Desmond Bagley (29 October 1923 – 12 April 1983) was an English journalist and novelist principally known for a series of bestselling thrillers. Along with fellow British writers such as Hammond Innes and Alistair MacLean, Bagley set the basic conventions for the genre: a tough, resourceful, but essentially ordinary hero pitted against villains determined to sow destruction and chaos to advance their agenda.
Bagley was born in Kendal, Cumbria (then Westmorland), England, the son of John and Hannah Bagley. His family moved to the resort town of Blackpool in the summer of 1935, when Bagley was twelve. Leaving school not long after the relocation, Bagley worked as a printer's assistant and factory worker, and during the Second World War in the aircraft industry. Bagley suffered from a speech impediment (stuttering) all of his life, which initially exempted him from military conscription.
Bagley left England in 1947 for Africa and worked his way overland, crossing the Sahara Desert and briefly settling in Kampala, Uganda, where he contracted malaria. By 1951, he had settled in South Africa, working in the gold mining and asbestos industries in Durban, Natal, before becoming a freelance writer for local newspapers and magazines. Also during this period, he met local bookstore director Joan Margaret Brown, whom he married in 1960.
In an afterword to his novel Windfall, Bagley describes how as a freelancer for the Johannesburg "Sunday Times" he witnessed the 1960 assassination attempt against South African PM Hendrik Verwoerd.
When not travelling to research the exotic backgrounds for his novels, Bagley enjoyed sailing, loved classical music, films and military history, and played war games.
Bagley and his wife left South Africa for England in 1964, where they lived in Bishopsteignton, Devon. They were settled in Totnes, Devon, from 1966 to 1976, and then lived in Guernsey in the Channel Islands from 1976 to 1983. After his death in 1983, Joan continued living there until her death in 1999.
Bagley's first published short story appeared in the English magazine Argosy in 1957, and his first novel, The Golden Keel in 1963. In the interval, he was a film critic for The Rand Daily Mail in Johannesburg from 1958 to 1962.
The success of The Golden Keel led Bagley to turn full-time to novel writing by the mid-1960s.

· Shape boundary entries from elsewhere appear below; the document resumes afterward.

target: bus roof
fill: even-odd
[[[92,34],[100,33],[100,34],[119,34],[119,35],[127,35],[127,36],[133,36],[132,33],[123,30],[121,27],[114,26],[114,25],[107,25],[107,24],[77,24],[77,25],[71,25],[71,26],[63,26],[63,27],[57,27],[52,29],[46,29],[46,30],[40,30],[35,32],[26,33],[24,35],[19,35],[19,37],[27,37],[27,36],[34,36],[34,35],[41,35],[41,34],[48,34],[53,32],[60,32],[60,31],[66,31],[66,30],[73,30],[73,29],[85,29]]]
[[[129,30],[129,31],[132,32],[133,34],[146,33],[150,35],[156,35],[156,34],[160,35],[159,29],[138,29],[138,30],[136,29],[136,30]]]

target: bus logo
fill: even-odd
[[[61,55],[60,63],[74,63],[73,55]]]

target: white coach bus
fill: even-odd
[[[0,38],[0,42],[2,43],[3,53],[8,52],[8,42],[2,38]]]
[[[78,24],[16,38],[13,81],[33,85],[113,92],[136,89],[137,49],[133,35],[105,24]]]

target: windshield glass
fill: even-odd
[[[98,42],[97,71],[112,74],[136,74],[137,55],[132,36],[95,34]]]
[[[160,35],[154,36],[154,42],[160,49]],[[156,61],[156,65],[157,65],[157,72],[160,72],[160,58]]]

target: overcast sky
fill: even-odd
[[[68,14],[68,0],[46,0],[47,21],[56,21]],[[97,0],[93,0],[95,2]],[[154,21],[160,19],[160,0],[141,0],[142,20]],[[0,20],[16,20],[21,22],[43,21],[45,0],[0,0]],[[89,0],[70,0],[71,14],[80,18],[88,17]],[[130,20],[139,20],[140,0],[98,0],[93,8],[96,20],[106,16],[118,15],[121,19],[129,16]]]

He published a total of 16 thrillers, all craftsman-like and almost all best-sellers. Typically of British thriller writers of the era, he rarely used recurring characters whose adventures unfolded over multiple books. Exceptions include Max Stafford (a security consultant featured in Flyaway and Windfall), Slade (a spy who appeared in Running Blind and The Freedom Trap), and Metcalfe (the smuggler/mercenary in The Golden Keel and The Spoilers). His work yielded five relatively unremarkable film adaptations: The Freedom Trap (1971), released in 1973 as The Mackintosh Man by Warner Brothers, directed by John Huston and starring Paul Newman and Dominique Sanda; Running Blind, adapted for television by the BBC in 1979; Landslide, made for television in 1992; The Vivero Letter, filmed in 1998; and The Enemy, starring Roger Moore in 2001.
In several novels Bagley used the first-person narrative. One reviewer wrote, "As long as meticulous craftsmanship and honest entertainment are valued, and as long as action, authenticity, and expertise still make up the strong framework of the good adventure/thriller, Desmond Bagley's books will surely be read."
Bagley also published short stories. His last two novels, Night of Error and Juggernaut, were published posthumously after completion by his wife. His works have been translated into over 20 languages.
In 2017, an unpublished first-draft manuscript entitled Because Salton Died was discovered among his papers at the Howard Gotlieb Archival Research Center in Boston, Massachusetts. A complete final draft was subsequently prepared by writer Michael Davies, retitled Domino Island, and was published by HarperCollins on 9 May 2019.